The space of Heegaard Splittings

TL;DR

This paper investigates the topological structure of the space of Heegaard splittings in 3-manifolds, revealing its relation to the Goeritz group and showing contractibility under certain conditions, with detailed results for low-genus cases.

Contribution

It provides a detailed description of the space of Heegaard splittings in terms of the diffeomorphism group and Goeritz group, including new results on its homotopy type and contractibility.

Findings

For hyperbolic manifolds, each path component is a classifying space for the Goeritz group.

When the Hempel distance exceeds 3, each path component of the splitting space is contractible.

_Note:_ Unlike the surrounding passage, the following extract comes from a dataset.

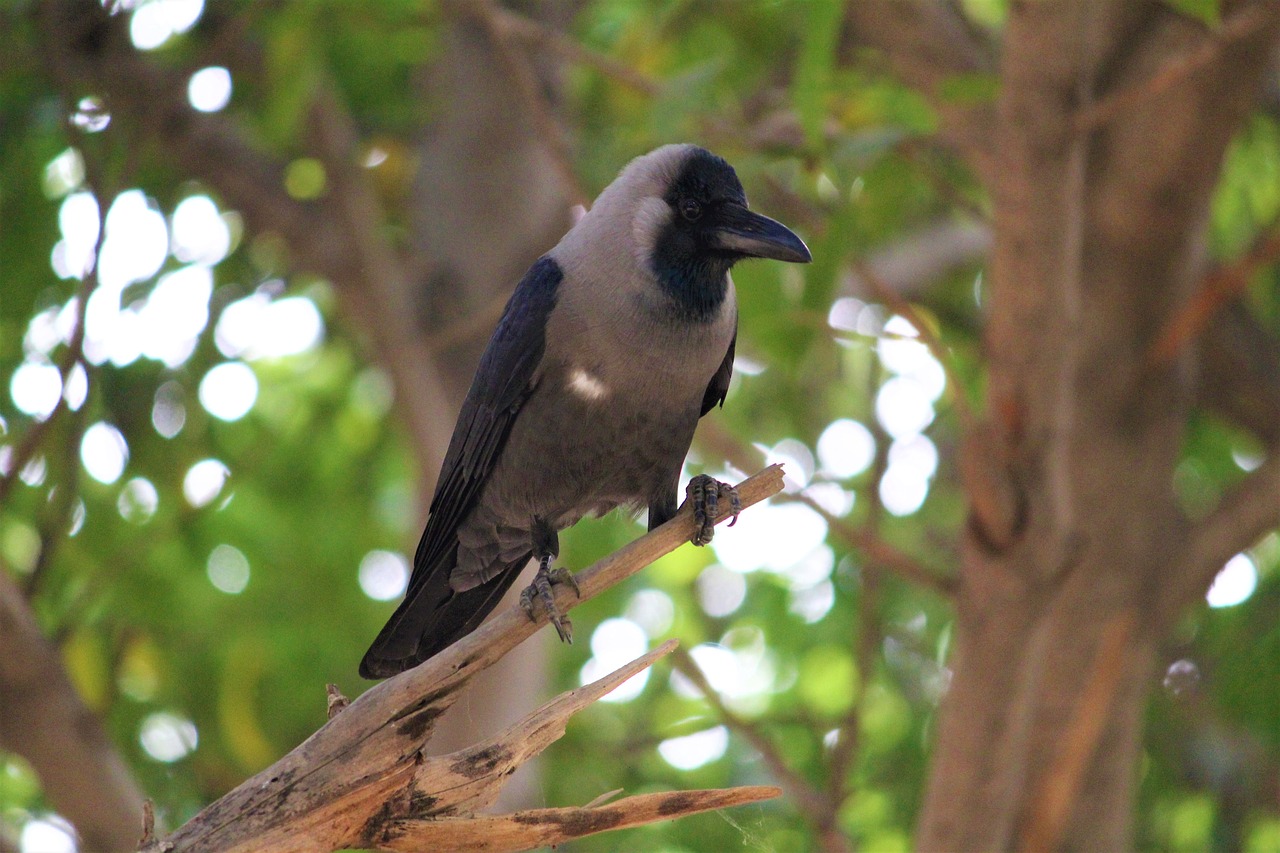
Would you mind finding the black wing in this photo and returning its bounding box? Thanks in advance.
[699,320,737,418]
[361,257,564,678]
[649,319,737,530]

Complete homotopy types are determined for genus 0 or 1 splittings, modulo the Smale Conjecture.

Abstract

For a Heegaard surface F in a closed orientable 3-manifold M, H(M,F) = Diff(M)/Diff(M,F) is the space of Heegaard surfaces equivalent to the Heegaard splitting (M,F). Its path components are the isotopy classes of Heegaard splittings equivalent to (M,F). We describe H(M,F) in terms of Diff(M) and the Goeritz group of (M,F). In particular, for hyperbolic M each path component is a classifying space for the Goeritz group, and when the (Hempel) distance of (M,F) is greater than 3, each path component of H(M,F) is contractible. For splittings of genus 0 or 1, we determine the complete homotopy type (modulo the Smale Conjecture for M in the cases when it is not known).